Ses yeux laissent percevoir un soupçon d'inquiétude, bien qu'il s'efforce de toutes ses forces de le dissimuler. Un mélange de gratitude et de gêne me submerge tandis que je glisse mes mains dans ses gants encore chauds.
— Merci, je murmure, ma voix à peine audible.
Il répond d'un hochement de tête presque imperceptible avant de tourner les talons pour se diriger vers sa monture. Je le suis rapidement, et comme plus tôt dans la journée, Alexander me hisse sur son cheval avant de monter à son tour. La route reprend, et alors que nous avançons sur les chemins caillouteux, le silence entre le prince et moi devient plus glacial que le vent qui souffle entre les branches.
De temps en temps, je jette un coup d'œil vers les gardes derrière nous, et lord Victor en profite pour me faire de grands signes, arrachant à mes lèvres quelques éclats de rire étouffés.
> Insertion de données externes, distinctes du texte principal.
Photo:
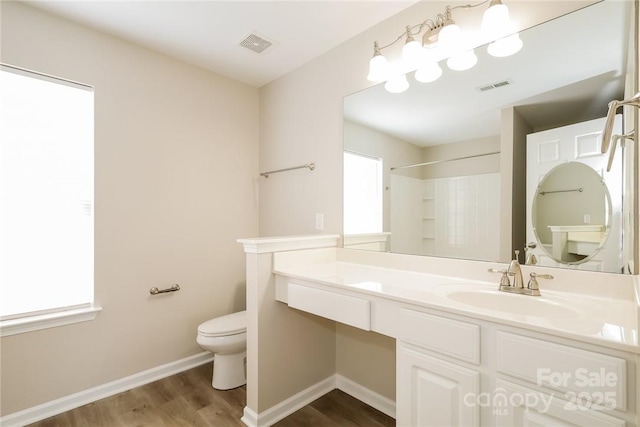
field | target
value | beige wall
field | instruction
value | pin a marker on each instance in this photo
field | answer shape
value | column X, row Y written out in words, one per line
column 301, row 121
column 176, row 154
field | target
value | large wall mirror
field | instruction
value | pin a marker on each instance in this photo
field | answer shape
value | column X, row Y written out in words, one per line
column 447, row 168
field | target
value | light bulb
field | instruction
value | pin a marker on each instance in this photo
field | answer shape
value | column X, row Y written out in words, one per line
column 397, row 84
column 505, row 46
column 428, row 72
column 378, row 68
column 462, row 61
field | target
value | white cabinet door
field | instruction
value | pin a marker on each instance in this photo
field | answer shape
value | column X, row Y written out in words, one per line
column 515, row 405
column 432, row 392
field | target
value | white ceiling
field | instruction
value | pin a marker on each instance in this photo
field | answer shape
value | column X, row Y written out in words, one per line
column 207, row 33
column 567, row 72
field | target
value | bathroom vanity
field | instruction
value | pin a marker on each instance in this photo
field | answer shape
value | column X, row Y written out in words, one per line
column 470, row 355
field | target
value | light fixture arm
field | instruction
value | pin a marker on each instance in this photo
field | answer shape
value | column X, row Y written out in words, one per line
column 440, row 21
column 631, row 135
column 634, row 101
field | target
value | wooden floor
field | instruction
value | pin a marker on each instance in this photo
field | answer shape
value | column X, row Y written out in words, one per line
column 187, row 399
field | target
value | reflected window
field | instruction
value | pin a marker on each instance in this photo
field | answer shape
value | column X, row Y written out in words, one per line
column 362, row 194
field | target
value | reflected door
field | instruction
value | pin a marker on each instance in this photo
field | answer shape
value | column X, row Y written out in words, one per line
column 545, row 152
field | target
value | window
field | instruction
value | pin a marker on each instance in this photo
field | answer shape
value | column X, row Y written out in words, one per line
column 362, row 194
column 46, row 195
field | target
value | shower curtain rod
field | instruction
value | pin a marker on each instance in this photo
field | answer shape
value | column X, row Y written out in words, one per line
column 444, row 161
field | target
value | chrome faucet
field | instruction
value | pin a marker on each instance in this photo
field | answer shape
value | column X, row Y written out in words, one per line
column 517, row 286
column 515, row 271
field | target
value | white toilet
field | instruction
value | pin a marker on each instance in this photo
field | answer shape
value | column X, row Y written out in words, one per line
column 226, row 338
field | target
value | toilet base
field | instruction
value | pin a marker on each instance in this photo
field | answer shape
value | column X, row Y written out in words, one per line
column 229, row 371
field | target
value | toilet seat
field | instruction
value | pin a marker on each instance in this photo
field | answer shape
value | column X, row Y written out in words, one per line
column 231, row 324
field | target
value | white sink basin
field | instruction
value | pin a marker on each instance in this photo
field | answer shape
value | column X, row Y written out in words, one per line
column 513, row 303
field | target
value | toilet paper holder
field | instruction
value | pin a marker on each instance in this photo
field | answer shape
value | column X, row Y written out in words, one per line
column 156, row 291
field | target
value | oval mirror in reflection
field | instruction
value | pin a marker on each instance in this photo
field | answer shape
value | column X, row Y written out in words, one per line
column 571, row 213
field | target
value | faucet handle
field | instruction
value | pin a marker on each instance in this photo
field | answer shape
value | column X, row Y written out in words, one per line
column 505, row 283
column 532, row 286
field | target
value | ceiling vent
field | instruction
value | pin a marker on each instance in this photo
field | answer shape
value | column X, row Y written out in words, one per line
column 493, row 85
column 256, row 43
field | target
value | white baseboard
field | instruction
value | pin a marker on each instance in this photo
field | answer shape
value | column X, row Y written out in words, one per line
column 300, row 400
column 250, row 418
column 58, row 406
column 368, row 396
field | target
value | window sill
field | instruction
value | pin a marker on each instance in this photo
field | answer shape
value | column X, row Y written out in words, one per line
column 45, row 321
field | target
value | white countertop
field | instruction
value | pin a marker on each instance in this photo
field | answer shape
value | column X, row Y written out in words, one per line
column 603, row 320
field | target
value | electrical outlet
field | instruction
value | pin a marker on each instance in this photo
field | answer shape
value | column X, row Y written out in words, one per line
column 319, row 221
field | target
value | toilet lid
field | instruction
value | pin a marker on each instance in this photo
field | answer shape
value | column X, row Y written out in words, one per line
column 235, row 323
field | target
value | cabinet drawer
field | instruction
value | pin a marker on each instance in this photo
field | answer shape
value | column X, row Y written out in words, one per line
column 331, row 305
column 446, row 336
column 599, row 378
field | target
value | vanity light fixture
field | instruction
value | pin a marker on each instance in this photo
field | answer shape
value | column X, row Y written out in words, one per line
column 442, row 38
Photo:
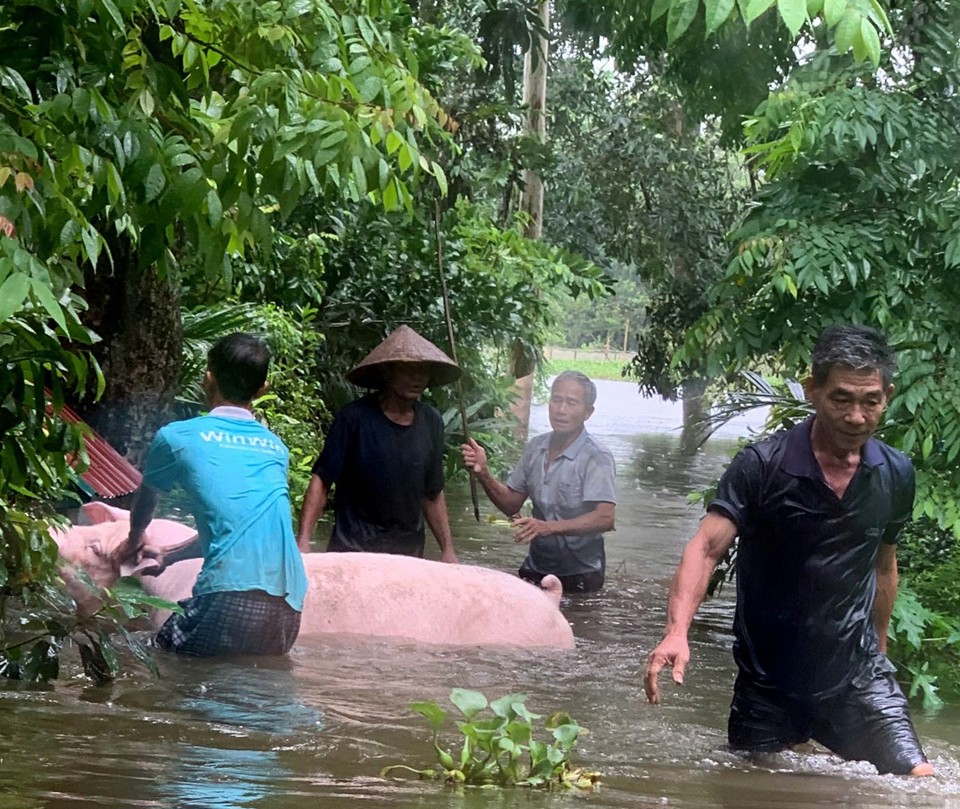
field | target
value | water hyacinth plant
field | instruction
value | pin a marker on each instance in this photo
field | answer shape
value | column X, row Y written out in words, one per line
column 498, row 745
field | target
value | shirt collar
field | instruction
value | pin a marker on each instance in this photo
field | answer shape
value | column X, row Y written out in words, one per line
column 798, row 457
column 232, row 412
column 574, row 448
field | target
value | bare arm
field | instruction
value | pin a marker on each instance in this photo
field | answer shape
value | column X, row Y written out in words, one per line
column 314, row 502
column 141, row 513
column 887, row 580
column 501, row 495
column 700, row 557
column 598, row 521
column 435, row 512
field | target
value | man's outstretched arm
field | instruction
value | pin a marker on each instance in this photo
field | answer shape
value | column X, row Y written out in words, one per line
column 700, row 557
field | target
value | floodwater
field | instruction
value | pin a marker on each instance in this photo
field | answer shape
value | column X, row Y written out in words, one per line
column 313, row 731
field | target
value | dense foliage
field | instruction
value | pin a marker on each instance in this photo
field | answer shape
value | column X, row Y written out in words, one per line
column 858, row 222
column 500, row 747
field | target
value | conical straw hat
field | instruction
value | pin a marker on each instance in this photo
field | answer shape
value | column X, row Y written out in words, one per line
column 404, row 345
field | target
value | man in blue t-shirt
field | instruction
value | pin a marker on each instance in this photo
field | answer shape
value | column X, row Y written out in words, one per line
column 818, row 510
column 249, row 594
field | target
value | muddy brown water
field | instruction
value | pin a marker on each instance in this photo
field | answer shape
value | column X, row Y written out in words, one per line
column 313, row 731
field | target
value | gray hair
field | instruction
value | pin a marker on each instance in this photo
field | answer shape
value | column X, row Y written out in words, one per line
column 584, row 381
column 859, row 348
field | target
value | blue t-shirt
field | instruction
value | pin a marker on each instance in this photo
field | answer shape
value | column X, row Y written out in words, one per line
column 234, row 471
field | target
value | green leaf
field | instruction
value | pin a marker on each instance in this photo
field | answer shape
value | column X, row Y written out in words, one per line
column 681, row 14
column 716, row 13
column 660, row 7
column 833, row 11
column 50, row 303
column 154, row 184
column 871, row 41
column 13, row 292
column 793, row 13
column 848, row 30
column 214, row 208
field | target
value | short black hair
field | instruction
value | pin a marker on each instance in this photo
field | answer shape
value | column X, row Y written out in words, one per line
column 860, row 348
column 239, row 363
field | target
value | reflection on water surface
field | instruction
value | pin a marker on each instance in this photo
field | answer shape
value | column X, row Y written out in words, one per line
column 314, row 731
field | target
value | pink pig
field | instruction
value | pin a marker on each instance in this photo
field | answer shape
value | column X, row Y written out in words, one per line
column 375, row 595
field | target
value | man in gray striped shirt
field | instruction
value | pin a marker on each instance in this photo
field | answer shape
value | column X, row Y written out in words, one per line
column 569, row 478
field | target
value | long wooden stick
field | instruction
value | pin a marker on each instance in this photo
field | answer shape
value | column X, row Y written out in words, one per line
column 453, row 351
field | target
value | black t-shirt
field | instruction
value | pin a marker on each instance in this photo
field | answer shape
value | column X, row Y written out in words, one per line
column 806, row 579
column 382, row 472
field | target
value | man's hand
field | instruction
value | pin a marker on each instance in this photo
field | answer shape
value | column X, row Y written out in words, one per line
column 158, row 558
column 474, row 457
column 673, row 651
column 527, row 529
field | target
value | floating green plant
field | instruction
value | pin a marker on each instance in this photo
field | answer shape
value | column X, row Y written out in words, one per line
column 498, row 745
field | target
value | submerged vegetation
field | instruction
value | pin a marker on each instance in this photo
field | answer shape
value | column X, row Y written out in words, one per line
column 499, row 746
column 171, row 170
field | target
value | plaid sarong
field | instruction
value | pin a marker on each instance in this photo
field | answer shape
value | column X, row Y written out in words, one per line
column 231, row 623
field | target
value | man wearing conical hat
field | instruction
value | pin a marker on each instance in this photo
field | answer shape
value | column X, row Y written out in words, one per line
column 384, row 456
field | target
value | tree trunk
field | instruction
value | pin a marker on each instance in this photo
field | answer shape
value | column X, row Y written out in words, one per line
column 137, row 315
column 695, row 407
column 531, row 200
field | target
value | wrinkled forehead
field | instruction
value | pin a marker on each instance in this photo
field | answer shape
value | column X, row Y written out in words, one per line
column 80, row 541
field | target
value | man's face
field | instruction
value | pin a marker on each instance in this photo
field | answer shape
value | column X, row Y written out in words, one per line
column 568, row 409
column 407, row 380
column 848, row 406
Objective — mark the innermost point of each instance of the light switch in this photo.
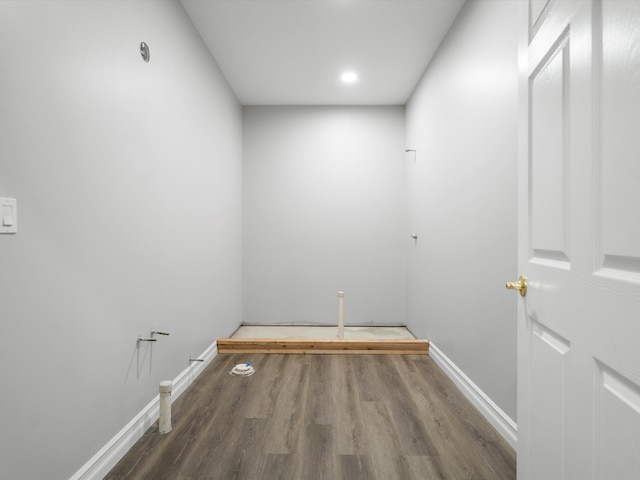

Puis, dans un geste calculé, il accélère légèrement pour approcher son cheval du nôtre.
— Mademoiselle, peut-être souhaiteriez-vous changer de cavalier ? commence-t-il avec un sourire espiègle. Je serais honoré de vous escorter, si tel est votre désir.
Je n'ai pas le temps de dire quoi que ce soit qu'Alexander, sans même tourner la tête, répond sèchement :
— Hors de question. Elle reste avec moi.
Le ton est glacial et le regard qu'il lance à son ami aurait suffi à faire fuir même un guerrier aguerri. Mais lord Victor se contente de rire, visiblement amusé par la réaction de son ami.
Ce n'est que quelque temps plus tard, alors que le soleil commence à décliner à l'horizon, que nous atteignons enfin la première zone habitée. Au loin, nous pouvons apercevoir de la fumée s'échapper des chaumières, me donnant immédiatement envie de me blottir sous une couverture et ne plus jamais en sortir. Le prince fait signe aux autres hommes d'accélérer la cadence, pressé de mettre pied à terre.